Her heart beat faster. This could be the answer to her prayers.

She reached out to open the cabinet. It was locked.

She suffered a moment of panic. She was not sure she could break it open: the wood was stout, the panes of glass small and thick.

She calmed herself. Where would he keep the key? In the drawer of his writing table, probably. She went to the table and pulled open the drawer. In it was a book with the horrifying title of The Duchess of Sodom, which she hastily pushed to the back, and a small silver-colored key. She snatched up the key.

With a trembling hand she tried it in the lock of the cabinet. As she turned it she heard a bolt click, and a moment later the door opened.

She breathed deeply and waited until her hands stopped shaking.

Then she began to remove the boxes from the shelves.

CHAPTER FOUR

DECEMBER


1

THE PILASTER CRASH was the society scandal of the year. The cheap newspapers reported every development breathlessly: the sale of the great Kensington mansions; the auctions of the paintings, antique furniture, and cases of port; the cancellation of Nick and Dotty’s planned six-month honeymoon in Europe; and the modest suburban houses where the proud and mighty Pilasters now peeled potatoes for themselves and washed their own undergarments.

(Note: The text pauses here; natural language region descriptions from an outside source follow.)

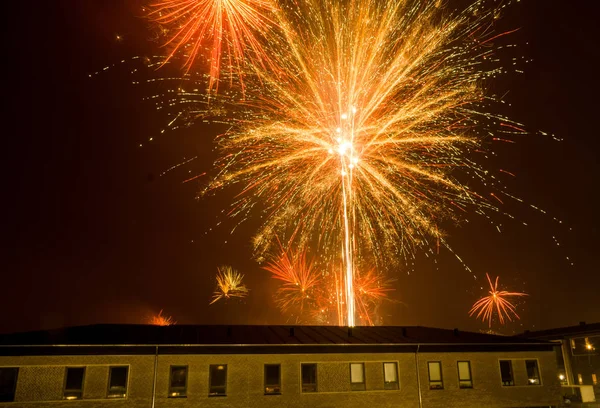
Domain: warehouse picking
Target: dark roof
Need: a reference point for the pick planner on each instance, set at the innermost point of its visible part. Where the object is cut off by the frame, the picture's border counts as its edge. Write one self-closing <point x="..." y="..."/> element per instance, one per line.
<point x="112" y="334"/>
<point x="580" y="330"/>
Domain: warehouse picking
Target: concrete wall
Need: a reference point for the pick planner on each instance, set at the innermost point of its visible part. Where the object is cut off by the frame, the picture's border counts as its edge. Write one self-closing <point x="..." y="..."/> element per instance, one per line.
<point x="41" y="381"/>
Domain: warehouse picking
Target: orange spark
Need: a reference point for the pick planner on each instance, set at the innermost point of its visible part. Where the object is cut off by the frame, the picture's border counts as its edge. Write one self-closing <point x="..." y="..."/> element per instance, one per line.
<point x="495" y="302"/>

Hugh and Nora rented a small house with a garden in Chingford, a village nine miles from London. They left all their servants behind, but a muscular fourteen-year-old girl from a nearby farm came in the afternoons to scrub floors and wash windows. Nora, who had not done housework for twelve years, took it very badly, and shuffled about in a grubby apron, halfheartedly sweeping floors and preparing indigestible dinners, complaining constantly. The boys liked it better than London because they could play in the woods. Hugh traveled into the City every day by train and continued to go to the bank, where his work consisted of disposing of Pilasters’ assets on behalf of the syndicate.

Each partner received a small monthly allowance from the bank. In theory they were not entitled to anything. But the syndicate members were bankers just like the Pilasters, and in their hearts they thought There but for the grace of God go I. Besides, the cooperation of the partners was helpful in selling off the assets, and it was worth a small payment to retain their goodwill.